Paper ID: 2309.01783

Survival Prediction from Imbalance colorectal cancer dataset using hybrid sampling methods and tree-based classifiers

Sadegh Soleimani, Mahsa Bahrami, Mansour Vali

Background and Objective: Colorectal cancer is a high mortality cancer. Clinical data analysis plays a crucial role in predicting the survival of colorectal cancer patients, enabling clinicians to make informed treatment decisions. However, utilizing clinical data can be challenging, especially when dealing with imbalanced outcomes. This paper focuses on developing algorithms to predict 1-, 3-, and 5-year survival of colorectal cancer patients using clinical datasets, with particular emphasis on the highly imbalanced 1-year survival prediction task. To address this issue, we propose a method that creates a pipeline of some of standard balancing techniques to increase the true positive rate. Evaluation is conducted on a colorectal cancer dataset from the SEER database. Methods: The pre-processing step consists of removing records with missing values and merging categories. The minority class of 1-year and 3-year survival tasks consists of 10% and 20% of the data, respectively.

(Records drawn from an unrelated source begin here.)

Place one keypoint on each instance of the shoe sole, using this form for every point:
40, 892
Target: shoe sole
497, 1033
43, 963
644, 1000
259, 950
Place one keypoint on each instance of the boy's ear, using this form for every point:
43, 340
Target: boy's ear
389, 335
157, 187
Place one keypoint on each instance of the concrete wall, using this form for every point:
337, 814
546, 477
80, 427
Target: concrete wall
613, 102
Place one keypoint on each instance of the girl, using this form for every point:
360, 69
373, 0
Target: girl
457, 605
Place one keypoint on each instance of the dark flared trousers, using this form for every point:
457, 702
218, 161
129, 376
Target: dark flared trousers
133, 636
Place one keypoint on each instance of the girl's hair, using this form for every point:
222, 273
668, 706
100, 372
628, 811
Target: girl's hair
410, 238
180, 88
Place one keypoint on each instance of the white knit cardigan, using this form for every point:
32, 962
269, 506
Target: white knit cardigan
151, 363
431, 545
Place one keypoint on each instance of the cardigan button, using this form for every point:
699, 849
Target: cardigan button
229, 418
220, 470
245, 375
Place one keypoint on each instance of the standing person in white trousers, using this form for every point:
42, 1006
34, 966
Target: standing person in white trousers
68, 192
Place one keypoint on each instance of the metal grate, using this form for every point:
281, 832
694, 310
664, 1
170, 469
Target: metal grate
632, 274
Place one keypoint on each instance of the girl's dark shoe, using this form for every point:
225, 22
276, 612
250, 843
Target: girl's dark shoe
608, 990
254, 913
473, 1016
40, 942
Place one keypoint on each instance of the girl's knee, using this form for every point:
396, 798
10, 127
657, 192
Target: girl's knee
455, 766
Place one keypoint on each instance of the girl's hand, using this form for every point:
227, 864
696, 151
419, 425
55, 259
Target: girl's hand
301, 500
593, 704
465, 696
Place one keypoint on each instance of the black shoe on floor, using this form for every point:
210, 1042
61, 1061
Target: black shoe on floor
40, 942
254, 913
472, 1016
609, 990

Edited Nearest Neighbor, Repeated edited nearest neighbor (RENN), Synthetic Minority Over-sampling Techniques (SMOTE), and pipelines of SMOTE and RENN approaches were used and compared for balancing the data with tree-based classifiers. Decision Trees, Random Forest, Extra Tree, eXtreme Gradient Boosting, and Light Gradient Boosting (LGBM) are used in this article. Method. Results: The performance evaluation utilizes a 5-fold cross-validation approach. In the case of highly imbalanced datasets (1-year), our proposed method with LGBM outperforms other sampling methods with the sensitivity of 72.30%. For the task of imbalance (3-year survival), the combination of RENN and LGBM achieves a sensitivity of 80.81%, indicating that our proposed method works best for highly imbalanced datasets. Conclusions: Our proposed method significantly improves mortality prediction for the minority class of colorectal cancer patients.